这座研究院占据了一大片新平整的土地,数栋高大的厂房式建筑和配套的实验楼、办公楼拔地而起,外墙是坚固的灰色混凝土,窗户宽大。

厂区内部铺设着铁轨,与太原工业区的铁路支线相连,方便超大型部件的运输。

空气中弥漫着钢铁、机油和混凝土未散尽的味道,噪音隐约可闻。

林砚的车队直接驶入核心区域。

研究院的负责人,德国籍总工程师卡尔·施密特(原克虏伯公司高级工程师)和美籍技术总监威廉·哈里森(原美国伯利恒钢铁公司技术主管)已带着主要技术骨干在最大的主厂房门口等候。

两人风格迥异,施密特严谨如钟表,哈里森则带着美式的务实与些许不拘小节,但此刻脸上都带着项目取得关键进展的振奋。

“欢迎林先生!”哈里森的汉语比米勒博士更流利,他大步上前,用力握住林砚的手,声音洪亮,透着干练与振奋,“一号厂房的万吨水压机,上周完成了首次全系统联动调试,运行参数全部达标,就等您来看了。”

林砚脸上露出笑容,回握了他的手:“辛苦了。看来哈里森先生对结果很满意。”

“何止满意!”哈里森眼里的光毫不掩饰,“这台机器一旦转起来,很多过去卡脖子的大家伙,我们都能自己做了!”

这时,一旁的施密特向前一步,以他特有的严谨姿态微微颔首:“林先生,按照规划,第一阶段目标已全部达成,部分关键节点甚至比原计划提前了百分之三。相关数据报告和技术验收文件已准备完毕。是否现在就去现场,进行实地核查?”

“好,”林砚点头,对两人截然不同的风格都已熟悉,“报告在路上看,先看机器。施密特博士,设备运行稳定性,是否达到设计预期?”

“到目前为止,累计七十二小时的压力循环测试中,泄漏率低于设计标准值千分之零点五。

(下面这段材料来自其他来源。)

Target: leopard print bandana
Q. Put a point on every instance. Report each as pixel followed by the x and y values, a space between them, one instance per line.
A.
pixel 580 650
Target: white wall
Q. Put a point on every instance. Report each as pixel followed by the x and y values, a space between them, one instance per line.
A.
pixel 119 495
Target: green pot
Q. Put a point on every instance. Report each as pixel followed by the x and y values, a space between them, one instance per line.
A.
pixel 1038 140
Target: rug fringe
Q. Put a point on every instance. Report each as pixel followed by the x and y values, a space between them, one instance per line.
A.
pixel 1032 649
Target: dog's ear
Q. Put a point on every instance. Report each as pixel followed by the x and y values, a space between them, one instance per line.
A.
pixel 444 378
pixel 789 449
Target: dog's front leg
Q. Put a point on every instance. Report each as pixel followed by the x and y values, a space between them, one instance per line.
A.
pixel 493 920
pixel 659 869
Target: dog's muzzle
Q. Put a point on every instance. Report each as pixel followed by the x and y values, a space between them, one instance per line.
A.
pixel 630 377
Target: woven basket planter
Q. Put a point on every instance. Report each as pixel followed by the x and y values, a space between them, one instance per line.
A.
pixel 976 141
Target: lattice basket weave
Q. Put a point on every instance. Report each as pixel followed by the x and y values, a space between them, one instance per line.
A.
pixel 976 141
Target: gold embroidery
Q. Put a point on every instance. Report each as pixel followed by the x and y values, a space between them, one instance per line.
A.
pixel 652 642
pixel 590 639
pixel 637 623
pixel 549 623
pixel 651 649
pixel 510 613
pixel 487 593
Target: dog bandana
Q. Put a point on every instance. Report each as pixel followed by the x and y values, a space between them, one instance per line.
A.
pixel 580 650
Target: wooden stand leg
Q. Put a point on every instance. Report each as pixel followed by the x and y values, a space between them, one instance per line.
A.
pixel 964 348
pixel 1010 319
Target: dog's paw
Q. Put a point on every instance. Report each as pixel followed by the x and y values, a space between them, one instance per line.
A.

”

施密特立即报出精确数字,边走边侧身示意方向,“请这边走,我们可以从主控制台开始视察。”

一行人步入编号为A-01的巨型厂房。

厂房内部高度超过三十米,起重机的轨道横跨屋顶。

首先映入眼帘的,是一个已经安装完毕、正在做最后调试的庞然巨物。

它像一个由无数块厚重钢板、巨型螺栓和粗壮立柱构成的钢铁城堡,沉稳地矗立在深挖加固的混凝土基座上。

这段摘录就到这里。